Academy of Model Aeronautics (A.M.A) Your first stop in getting started in R/C. You will need an AMA membership in order to become a club member. No club will let you fly at their field without an AMA card.

Airplanes : We recommend that new flyers learn with a .40 or .60 size trainer. The larger planes are easier to fly than smaller ones. We prefer an ARF (almost ready to fly), or a RTF (ready to fly) plane. The latest ARFs are as cheap or cheaper than most kits. A big plus with the ARFs is that you don't have a lot of mental investment to worry about. If you spend a lot of time building a plane and crash it, then you may get discouraged and quit. If you crash an ARF, no big deal. You get another one. There are excellent ARFs, and even RTF combinations including radio and engine available from the Hobby Shop in Stockbridge, Georgia, or one of the mail order suppliers.

Radio Equipment
: Most, if not all, modern radio systems are of excellent quality. The difference is in features. There are a wide variety of features available with the latest radios. The basic rule is: more features, higher price. There are two ways to proceed in buying a radio system. You can start with a simple, cheap radio, and then upgrade later, or you can buy a better system from the beginning. If you think that you will eventually move up to more advanced planes, then you should probably buy a more advanced system. How advanced depends on your finances, and what other people tell you. I will try to describe some of the newer features, their benefits, and their cost.
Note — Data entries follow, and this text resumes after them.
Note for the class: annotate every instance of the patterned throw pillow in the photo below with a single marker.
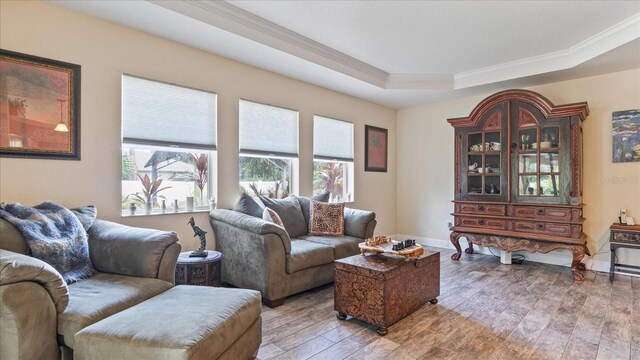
(326, 219)
(272, 216)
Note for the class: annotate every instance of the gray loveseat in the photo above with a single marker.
(260, 255)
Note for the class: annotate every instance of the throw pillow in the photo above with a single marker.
(249, 205)
(326, 219)
(272, 216)
(305, 203)
(290, 213)
(54, 235)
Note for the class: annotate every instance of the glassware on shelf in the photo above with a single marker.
(549, 185)
(528, 185)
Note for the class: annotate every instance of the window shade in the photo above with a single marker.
(332, 139)
(268, 130)
(155, 113)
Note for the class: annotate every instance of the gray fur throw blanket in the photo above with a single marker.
(55, 235)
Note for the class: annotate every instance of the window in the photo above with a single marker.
(168, 146)
(333, 158)
(268, 149)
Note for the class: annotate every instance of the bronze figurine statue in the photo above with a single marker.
(200, 252)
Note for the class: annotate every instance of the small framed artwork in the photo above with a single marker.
(39, 107)
(626, 136)
(375, 149)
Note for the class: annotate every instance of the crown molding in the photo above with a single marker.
(607, 40)
(428, 82)
(240, 22)
(237, 21)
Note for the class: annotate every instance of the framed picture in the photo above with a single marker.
(626, 136)
(39, 107)
(375, 148)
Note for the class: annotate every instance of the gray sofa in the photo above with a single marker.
(260, 255)
(39, 311)
(128, 310)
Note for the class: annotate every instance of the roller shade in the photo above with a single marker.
(332, 139)
(156, 113)
(268, 130)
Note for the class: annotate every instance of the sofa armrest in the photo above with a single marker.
(132, 251)
(28, 322)
(251, 224)
(16, 268)
(359, 223)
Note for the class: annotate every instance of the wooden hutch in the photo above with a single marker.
(518, 175)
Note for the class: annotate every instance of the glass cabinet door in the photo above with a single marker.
(537, 151)
(485, 172)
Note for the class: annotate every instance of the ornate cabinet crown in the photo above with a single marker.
(518, 175)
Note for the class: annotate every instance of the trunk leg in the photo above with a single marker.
(455, 240)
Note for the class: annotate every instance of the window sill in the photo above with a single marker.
(155, 212)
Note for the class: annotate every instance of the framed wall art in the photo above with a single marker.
(39, 107)
(626, 136)
(375, 149)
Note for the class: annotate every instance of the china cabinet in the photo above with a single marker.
(518, 175)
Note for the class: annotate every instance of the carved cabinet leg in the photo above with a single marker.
(455, 237)
(576, 265)
(469, 250)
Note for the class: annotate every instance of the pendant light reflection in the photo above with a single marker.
(62, 127)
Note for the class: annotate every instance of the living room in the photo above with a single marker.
(412, 199)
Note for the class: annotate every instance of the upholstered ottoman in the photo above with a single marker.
(185, 322)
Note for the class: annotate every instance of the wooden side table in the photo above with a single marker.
(199, 271)
(623, 236)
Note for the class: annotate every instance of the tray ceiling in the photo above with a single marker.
(400, 53)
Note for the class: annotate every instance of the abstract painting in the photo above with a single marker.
(375, 149)
(39, 107)
(626, 136)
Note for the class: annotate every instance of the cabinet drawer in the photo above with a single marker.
(542, 213)
(542, 228)
(481, 209)
(499, 224)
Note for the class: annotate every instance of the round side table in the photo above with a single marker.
(199, 271)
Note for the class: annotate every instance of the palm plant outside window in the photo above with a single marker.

: Engines vary widely depending mainly on price. O.S. and Supertigre are club favorites, but there are many other fine engines available. See our links section if you are looking to research or get prices on various engines.

Glossary of terms

ARF (almost ready to fly) - Just like the name implies. These planes come with most if not everything that you will need except the engine and radio. Some are more complete than others, so READ THE DOCUMENTATION.

(ready to fly) - Complete plane, engine and radio system. Requires very little preparation to fly.

Multi-plane transmitter - Can use the same transmitter for more than one plane. Requires extra flight system for each plane.

Computer radio - Transmitter contains computer for managing control functions. Allows easier and more advanced control configuration including control mixing.

Control mixing
- Mixing two or more controls such as elevator/aileron or flap/elevator. Also used for elevons(elevator/ailerons combined into one control output). Requires computer radio.

PCM (pulse code modulation) - Encoding technique for radio signals. Promises better control and elimination of signal interference. Found only in upper tier systems. ie Expensive.